# Memory/Logic Interconnect Flexibility in FPGAs with Large Embedded Memory Arrays

Steven J.E. Wilton, Jonathan Rose, and Zvonko G. Vranesic Department of Electrical and Computer Engineering University of Toronto Toronto, Ontario, Canada, M5S 1A4 {wilton,jayar,zvonko}@eecg.toronto.edu \*

#### Abstract

As the capacities of field-programmable gate arrays (FPGAs) grow, it becomes desirable to create FPGAs with embedded memory arrays. This paper examines the flexibility of the interconnect structure that joins memory and logic. For architectures with only a few memory arrays, we find that both the routability and the delay of circuits are insensitive to the memory/logic interconnect flexibility, which implies that this interconnection can be made very inflexible. This is in contrast to the logic connection block flexibility, which has been shown to require high flexibility [1]. For architectures with more arrays, the memory/logic interconnect flexibility requirements increase and approach those of logic interconnect.

#### 1 Introduction

As FPGAs grow to encompass entire systems, it is becoming clear that an efficient way to implement large blocks of memory is needed. FPGAs with embedded memory blocks are now available from several vendors [2, 3], in contrast to the fine-grain LUT RAM available earlier [4, 5]. Both types of memory provide higher integration, faster memory access and reduce the demand for FPGA I/O pins compared to off-chip memory implementations.

In our previous work [6, 7], we examined FPGA memory architectures in isolation and showed how to provide the ability to implement many different numbers and shapes of user memories. This paper explores the structure of the interconnection between memory and logic. We are interested in finding the minimum memory/logic interconnect flexibility (the cost of the interconnect) that provides both routability and high speed. To do this we employ an experimental approach in which benchmark circuits are implemented on many different interconnect architectures. The following section describes our base architectural assumptions. Section 3 describes how we created enough circuits to test the architecture, and the



Figure 1: FPGA with Embedded Memory

implementation procedure. The subsequent sections give results and conclusions.

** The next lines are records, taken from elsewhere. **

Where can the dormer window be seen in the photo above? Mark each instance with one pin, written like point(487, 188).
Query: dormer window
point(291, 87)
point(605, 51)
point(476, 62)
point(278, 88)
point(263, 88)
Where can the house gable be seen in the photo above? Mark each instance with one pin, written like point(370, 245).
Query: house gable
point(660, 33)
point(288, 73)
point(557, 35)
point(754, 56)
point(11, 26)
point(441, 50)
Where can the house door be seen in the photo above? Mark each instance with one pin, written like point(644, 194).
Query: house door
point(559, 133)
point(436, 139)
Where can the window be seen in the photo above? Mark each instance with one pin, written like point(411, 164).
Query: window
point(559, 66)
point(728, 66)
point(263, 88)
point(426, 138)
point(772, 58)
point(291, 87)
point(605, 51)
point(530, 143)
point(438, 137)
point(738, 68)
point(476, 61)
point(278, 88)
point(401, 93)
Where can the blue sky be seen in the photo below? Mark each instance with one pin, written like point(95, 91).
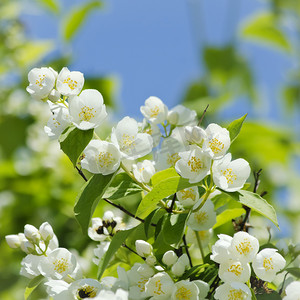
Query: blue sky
point(152, 48)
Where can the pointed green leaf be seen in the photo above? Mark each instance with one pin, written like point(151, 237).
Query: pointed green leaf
point(73, 141)
point(262, 27)
point(173, 227)
point(33, 283)
point(89, 197)
point(121, 186)
point(117, 241)
point(227, 215)
point(235, 127)
point(75, 19)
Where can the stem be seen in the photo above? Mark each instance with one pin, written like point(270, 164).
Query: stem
point(203, 114)
point(134, 179)
point(187, 250)
point(199, 244)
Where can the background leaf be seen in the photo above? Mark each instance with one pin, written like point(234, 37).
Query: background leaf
point(89, 197)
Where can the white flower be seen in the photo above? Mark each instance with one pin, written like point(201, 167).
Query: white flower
point(155, 110)
point(131, 143)
point(143, 248)
point(58, 264)
point(58, 122)
point(292, 291)
point(180, 115)
point(32, 233)
point(160, 286)
point(184, 289)
point(230, 175)
point(233, 291)
point(97, 232)
point(204, 218)
point(233, 270)
point(29, 265)
point(267, 263)
point(220, 250)
point(46, 231)
point(101, 157)
point(218, 140)
point(244, 246)
point(69, 83)
point(188, 197)
point(41, 82)
point(87, 110)
point(194, 164)
point(195, 134)
point(143, 171)
point(170, 258)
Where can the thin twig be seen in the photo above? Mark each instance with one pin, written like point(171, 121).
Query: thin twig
point(187, 250)
point(203, 114)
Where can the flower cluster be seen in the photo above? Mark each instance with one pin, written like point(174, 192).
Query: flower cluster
point(234, 254)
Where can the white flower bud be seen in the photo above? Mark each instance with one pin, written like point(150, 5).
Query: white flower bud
point(13, 241)
point(178, 268)
point(151, 260)
point(46, 231)
point(143, 248)
point(32, 233)
point(173, 117)
point(170, 258)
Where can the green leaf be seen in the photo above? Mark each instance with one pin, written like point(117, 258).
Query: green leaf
point(89, 197)
point(234, 127)
point(173, 227)
point(52, 5)
point(73, 141)
point(257, 203)
point(121, 186)
point(116, 242)
point(228, 215)
point(33, 283)
point(75, 19)
point(262, 27)
point(294, 271)
point(165, 183)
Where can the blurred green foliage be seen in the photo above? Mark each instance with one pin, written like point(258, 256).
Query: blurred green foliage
point(39, 184)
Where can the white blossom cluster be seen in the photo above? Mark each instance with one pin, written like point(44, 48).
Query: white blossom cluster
point(234, 254)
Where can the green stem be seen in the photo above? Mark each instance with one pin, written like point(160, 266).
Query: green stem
point(134, 179)
point(199, 244)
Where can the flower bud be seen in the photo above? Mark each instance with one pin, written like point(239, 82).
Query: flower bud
point(169, 258)
point(46, 231)
point(178, 269)
point(143, 248)
point(173, 117)
point(32, 233)
point(13, 241)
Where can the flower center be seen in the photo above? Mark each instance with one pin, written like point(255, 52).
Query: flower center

#### $\mathbf{2}$ Architectural Framework

We assume that an FPGA with embedded memory consists of distinct logic and memory resources, as illustrated in Figure 1. The memory resources consist of a set of identical arrays that can be combined to implement the required user memory configuration, similar to [6]. The number of bits in each array is fixed, but the aspect ratio can be configured by the user. In the results presented in Section 4, we have assumed that each array has two kilobits, and has a configurable data width of 1, 2, 4, or 8 (similar to [2] and [7]). Unlike [6], here we assume that each memory array has separate input and output data ports (as well as an address port).

The logic resources of the FPGA are assumed to consist of five-input lookup tables, interconnected using symmetric horizontal and vertical channels like those of [1] and [4]. At the intersection of each horizontal and vertical channel is a switch block. The flexibility of each switch block,  $F_s$ , is defined as the total number of possible connections offered to each incoming wire [1]. In this paper, we assume  $F_s = 3$ , which is consistent with previous work. All segments are of length 1; that is, segments only connect neighbouring switch blocks. Each pin of each lookup table can be connected to two channels; within each channel, each pin can be connected to

<sup>\*</sup>This work was supported by the Natural Sciences and Engineering Research Council of Canada, MICRONET, and the Walter C. Sumner Foundation.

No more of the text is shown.